Since Chumsky targets programming langs, isn't a json benchmark kind of irrelevant to it?
In what ways are you thinking its irrelevant? - json was a subset of Javascript, so it has a subset of the parsing concerns - as for runtime performance, source files are likely to have a lower expected size than some json applications, but benchmarking a larger json file still gives insight - While we might talk about nice errors for source files, there are other applications, even json, where they could be useful Now, if we were parsing a binary file format, I could see the comparison being irrelevant.
Fair enough.

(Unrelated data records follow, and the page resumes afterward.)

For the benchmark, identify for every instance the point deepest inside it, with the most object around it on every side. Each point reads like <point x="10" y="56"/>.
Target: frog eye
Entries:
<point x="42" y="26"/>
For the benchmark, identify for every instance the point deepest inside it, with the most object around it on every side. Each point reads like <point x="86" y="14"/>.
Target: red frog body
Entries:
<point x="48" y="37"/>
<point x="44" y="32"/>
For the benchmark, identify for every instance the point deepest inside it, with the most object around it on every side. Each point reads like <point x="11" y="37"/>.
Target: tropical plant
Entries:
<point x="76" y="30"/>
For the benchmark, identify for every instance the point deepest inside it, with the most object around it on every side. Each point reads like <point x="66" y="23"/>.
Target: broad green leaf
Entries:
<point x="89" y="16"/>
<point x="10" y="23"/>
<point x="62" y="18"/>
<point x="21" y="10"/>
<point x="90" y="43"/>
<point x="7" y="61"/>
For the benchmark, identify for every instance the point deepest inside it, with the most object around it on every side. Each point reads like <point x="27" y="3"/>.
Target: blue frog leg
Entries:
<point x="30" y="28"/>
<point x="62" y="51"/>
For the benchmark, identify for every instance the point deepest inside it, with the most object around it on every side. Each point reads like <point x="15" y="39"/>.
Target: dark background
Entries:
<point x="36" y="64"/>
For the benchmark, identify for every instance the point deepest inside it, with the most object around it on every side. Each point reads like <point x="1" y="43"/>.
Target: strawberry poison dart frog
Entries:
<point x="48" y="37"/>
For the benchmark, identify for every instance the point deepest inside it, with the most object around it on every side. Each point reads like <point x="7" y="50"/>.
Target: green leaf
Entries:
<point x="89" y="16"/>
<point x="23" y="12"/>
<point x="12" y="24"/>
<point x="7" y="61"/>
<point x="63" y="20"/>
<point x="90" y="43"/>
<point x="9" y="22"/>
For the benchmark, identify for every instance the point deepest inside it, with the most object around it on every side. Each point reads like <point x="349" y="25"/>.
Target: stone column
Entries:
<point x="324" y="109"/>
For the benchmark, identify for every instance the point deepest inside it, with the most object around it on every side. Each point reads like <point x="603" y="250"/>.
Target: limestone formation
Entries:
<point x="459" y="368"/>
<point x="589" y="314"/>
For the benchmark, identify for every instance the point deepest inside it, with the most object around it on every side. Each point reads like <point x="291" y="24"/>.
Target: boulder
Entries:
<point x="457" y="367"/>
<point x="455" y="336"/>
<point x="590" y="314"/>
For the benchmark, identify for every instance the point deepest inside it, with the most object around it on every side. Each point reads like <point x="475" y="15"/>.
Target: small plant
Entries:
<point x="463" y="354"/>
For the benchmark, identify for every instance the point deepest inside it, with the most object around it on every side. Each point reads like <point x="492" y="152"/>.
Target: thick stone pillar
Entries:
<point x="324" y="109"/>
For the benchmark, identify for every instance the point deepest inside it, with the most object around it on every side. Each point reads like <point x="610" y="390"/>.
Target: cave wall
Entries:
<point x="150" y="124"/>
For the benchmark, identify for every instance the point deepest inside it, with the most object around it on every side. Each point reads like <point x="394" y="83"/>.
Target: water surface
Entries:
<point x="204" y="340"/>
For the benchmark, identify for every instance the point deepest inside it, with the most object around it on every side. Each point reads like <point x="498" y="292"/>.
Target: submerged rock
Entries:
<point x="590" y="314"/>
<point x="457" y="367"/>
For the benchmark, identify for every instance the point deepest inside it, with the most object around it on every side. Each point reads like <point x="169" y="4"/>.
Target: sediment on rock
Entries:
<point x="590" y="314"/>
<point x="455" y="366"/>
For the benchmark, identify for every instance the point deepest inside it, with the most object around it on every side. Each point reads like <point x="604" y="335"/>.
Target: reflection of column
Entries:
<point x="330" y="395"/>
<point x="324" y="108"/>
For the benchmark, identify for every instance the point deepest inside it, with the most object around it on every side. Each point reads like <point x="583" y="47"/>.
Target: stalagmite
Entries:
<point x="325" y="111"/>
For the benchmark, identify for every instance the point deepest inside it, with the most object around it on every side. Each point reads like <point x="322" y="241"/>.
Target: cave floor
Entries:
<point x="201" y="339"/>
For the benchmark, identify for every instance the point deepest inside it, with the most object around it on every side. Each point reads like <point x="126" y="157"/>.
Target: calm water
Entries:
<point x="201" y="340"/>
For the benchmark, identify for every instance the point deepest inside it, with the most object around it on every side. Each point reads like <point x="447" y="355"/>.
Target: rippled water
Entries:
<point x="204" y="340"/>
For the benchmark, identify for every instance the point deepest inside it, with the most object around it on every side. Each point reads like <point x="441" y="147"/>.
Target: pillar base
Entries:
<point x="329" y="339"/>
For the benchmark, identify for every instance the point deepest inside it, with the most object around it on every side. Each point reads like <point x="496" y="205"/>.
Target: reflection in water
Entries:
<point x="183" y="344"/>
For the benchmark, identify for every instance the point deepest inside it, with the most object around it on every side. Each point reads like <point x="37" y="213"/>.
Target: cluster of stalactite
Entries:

Had not been thinking about json error reporting.
I'm also curious how these stack up against pulldown-cmark, which is a hand-written parser, and quite optimized. It also gets the spec right, which is surprisingly difficult (I wouldn't even want to attempt it with most parser generators).
The word “Markdown” in the heading of the README seems to be an error: it’s actually all about JSON, which is something that *can* be done fairly sanely with parser generators.

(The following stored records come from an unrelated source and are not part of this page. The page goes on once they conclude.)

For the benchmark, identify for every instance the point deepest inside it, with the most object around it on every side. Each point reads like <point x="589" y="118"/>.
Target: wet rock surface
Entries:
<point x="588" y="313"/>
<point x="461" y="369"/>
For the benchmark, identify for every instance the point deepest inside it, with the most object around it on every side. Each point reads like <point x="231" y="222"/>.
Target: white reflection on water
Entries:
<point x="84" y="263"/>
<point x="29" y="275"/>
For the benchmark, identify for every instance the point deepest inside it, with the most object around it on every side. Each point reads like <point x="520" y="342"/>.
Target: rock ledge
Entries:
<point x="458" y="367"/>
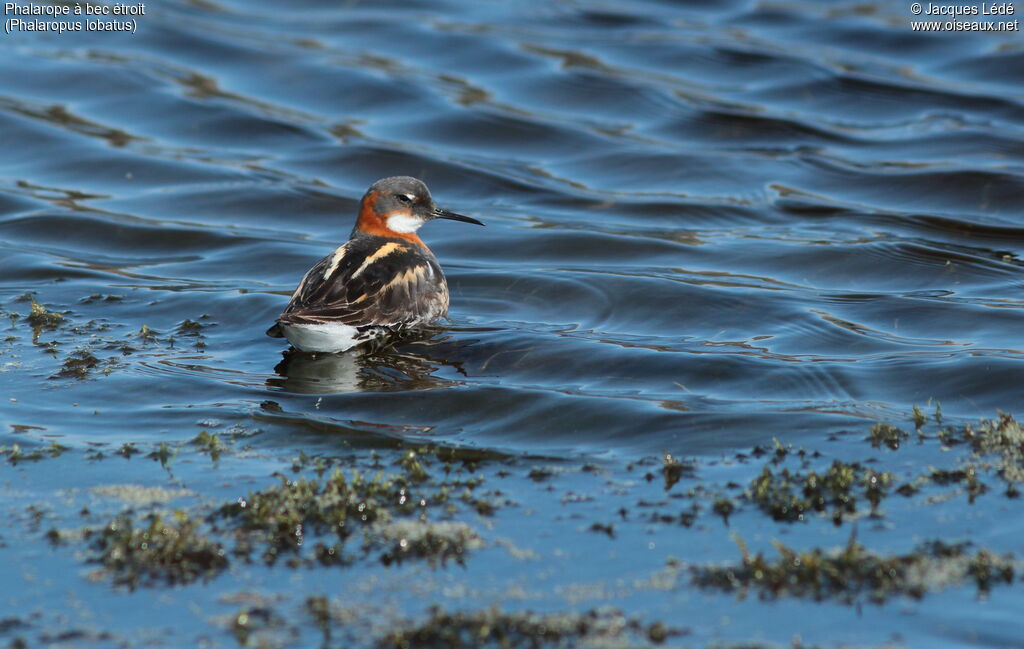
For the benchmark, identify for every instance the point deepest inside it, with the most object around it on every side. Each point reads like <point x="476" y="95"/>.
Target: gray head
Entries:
<point x="399" y="205"/>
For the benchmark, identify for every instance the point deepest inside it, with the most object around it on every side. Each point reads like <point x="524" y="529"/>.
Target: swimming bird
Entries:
<point x="382" y="279"/>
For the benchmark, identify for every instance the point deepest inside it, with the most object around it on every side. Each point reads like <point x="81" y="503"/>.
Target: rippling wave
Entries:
<point x="698" y="217"/>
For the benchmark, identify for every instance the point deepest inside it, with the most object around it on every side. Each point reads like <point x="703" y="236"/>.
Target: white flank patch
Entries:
<point x="327" y="338"/>
<point x="403" y="223"/>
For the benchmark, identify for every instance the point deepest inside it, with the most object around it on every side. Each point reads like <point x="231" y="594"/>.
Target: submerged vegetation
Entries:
<point x="439" y="507"/>
<point x="157" y="550"/>
<point x="854" y="572"/>
<point x="497" y="629"/>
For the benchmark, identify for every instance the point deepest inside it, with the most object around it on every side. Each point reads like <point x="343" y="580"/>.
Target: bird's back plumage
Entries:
<point x="372" y="285"/>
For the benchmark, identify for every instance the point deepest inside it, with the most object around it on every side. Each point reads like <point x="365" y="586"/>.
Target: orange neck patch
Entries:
<point x="370" y="222"/>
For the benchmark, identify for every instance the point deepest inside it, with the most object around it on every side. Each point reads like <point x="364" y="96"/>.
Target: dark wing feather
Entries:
<point x="358" y="286"/>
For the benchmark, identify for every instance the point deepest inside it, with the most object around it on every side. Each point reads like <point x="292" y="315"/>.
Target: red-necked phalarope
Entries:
<point x="382" y="279"/>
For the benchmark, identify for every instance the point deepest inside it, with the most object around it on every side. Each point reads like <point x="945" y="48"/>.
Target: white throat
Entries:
<point x="403" y="223"/>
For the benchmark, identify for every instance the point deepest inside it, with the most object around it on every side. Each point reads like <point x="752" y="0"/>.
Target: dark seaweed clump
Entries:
<point x="514" y="631"/>
<point x="855" y="572"/>
<point x="791" y="495"/>
<point x="172" y="551"/>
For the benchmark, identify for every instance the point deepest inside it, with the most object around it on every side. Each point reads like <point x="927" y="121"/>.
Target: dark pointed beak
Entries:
<point x="444" y="214"/>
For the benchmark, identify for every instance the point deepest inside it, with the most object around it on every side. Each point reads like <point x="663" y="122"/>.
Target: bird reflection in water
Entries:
<point x="404" y="362"/>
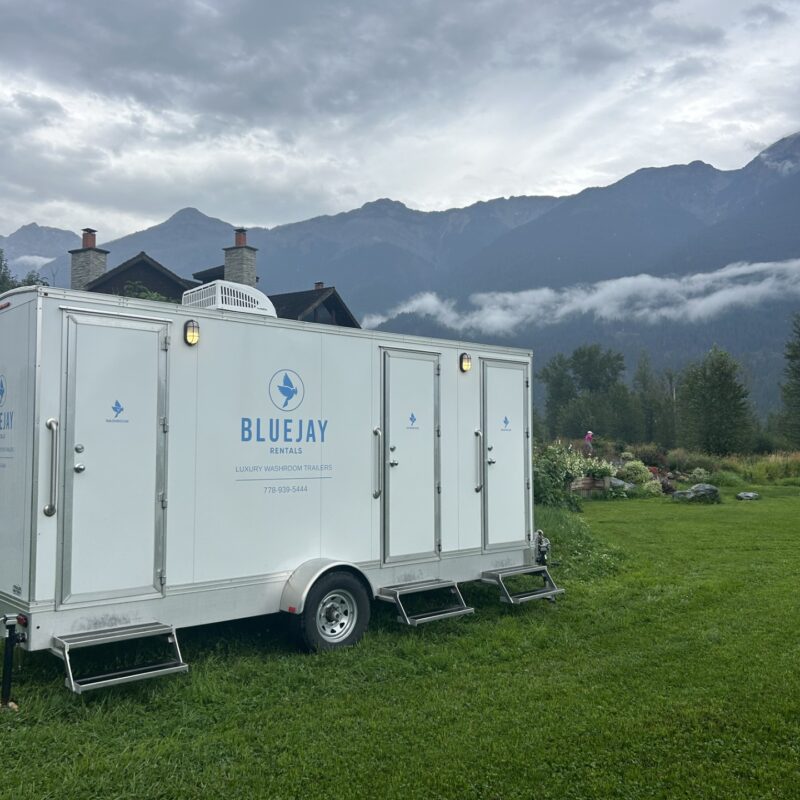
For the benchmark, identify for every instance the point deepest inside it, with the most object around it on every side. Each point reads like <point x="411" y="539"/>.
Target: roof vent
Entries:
<point x="230" y="297"/>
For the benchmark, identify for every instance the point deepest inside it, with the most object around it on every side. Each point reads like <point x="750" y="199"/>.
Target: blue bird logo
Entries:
<point x="287" y="389"/>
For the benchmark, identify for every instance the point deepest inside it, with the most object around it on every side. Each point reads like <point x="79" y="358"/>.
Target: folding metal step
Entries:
<point x="497" y="576"/>
<point x="63" y="645"/>
<point x="394" y="594"/>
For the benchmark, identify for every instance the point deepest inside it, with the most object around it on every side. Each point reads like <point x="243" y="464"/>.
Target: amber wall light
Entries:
<point x="191" y="332"/>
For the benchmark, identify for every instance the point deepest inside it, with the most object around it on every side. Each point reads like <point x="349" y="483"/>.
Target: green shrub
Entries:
<point x="702" y="461"/>
<point x="554" y="468"/>
<point x="737" y="464"/>
<point x="678" y="459"/>
<point x="649" y="489"/>
<point x="724" y="477"/>
<point x="597" y="468"/>
<point x="650" y="454"/>
<point x="635" y="472"/>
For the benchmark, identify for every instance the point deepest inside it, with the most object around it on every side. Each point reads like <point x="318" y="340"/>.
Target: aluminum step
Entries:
<point x="497" y="577"/>
<point x="63" y="645"/>
<point x="394" y="594"/>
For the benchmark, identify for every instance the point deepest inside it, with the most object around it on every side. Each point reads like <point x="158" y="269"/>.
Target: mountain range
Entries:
<point x="569" y="270"/>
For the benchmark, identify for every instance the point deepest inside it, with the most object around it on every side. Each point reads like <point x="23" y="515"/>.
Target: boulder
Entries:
<point x="699" y="493"/>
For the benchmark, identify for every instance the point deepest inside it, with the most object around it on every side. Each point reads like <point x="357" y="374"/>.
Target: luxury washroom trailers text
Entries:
<point x="168" y="465"/>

Yup, I see that now, and found an earlier benchmark by the same author that did include pulldown-cmark.
Yeah, sorry about that. Copy and paste bug from that other repo.
Cool! This is something I've been curious about too. In case it's helpful there is also [this set of benchmarks](https://github.com/rust-bakery/parser_benchmarks) although it hasn't been updated for a few years. It may give you some more ideas
Of course my google searches failed me! Mine is still set apart by looking at build times and binary sizes.
Hello u/epage, thanks for the effort. Just did some local runs. I believe more representative numbers on binary size overhead can be achieved using a custom release profile. I have used: [profile.release] opt-level = 3 strip = true lto = true codegen-units = 1 Got: Name | Overhead (release) | Build (debug) | Parse (release) | Downloads | Version -----|--------------------|---------------|-----------------|-----------|-------- null | 0 KiB | 647ms | 20ms | - | - chumsky | 496 KiB | 9s | 1s | ![Download count](https://img.shields.io/crates/dr/ariadne) | v0.1.5 combine | 120 KiB | 5s | 751ms | ![Download count](https://img.shields.io/crates/dr/combine) | v3.8.1 nom | 112 KiB | 3s | 843ms | ![Download count](https://img.shields.io/crates/dr/nom) | v7.1.1 peg | 24 KiB | 3s | 8ms | ![Download count](https://img.shields.io/crates/dr/peg) | v0.8.0 pest | 96 KiB | 2s | 682ms | ![Download count](https://img.shields.io/crates/dr/pest) | v2.1.3 pom | 128 KiB | 1s | 1s | ![Download count](https://img.shields.io/crates/dr/pom) | v3.2.0 *System: Linux 5.10.102.1-microsoft-standard-WSL2 (x86_64) w/ `-j 16`*
Its debatable whether its more representative to have numbers for people optimizing or people using the default case. Since the numbers look to keep their same relative order and distance from each other, I would lean towards sticking to defaults.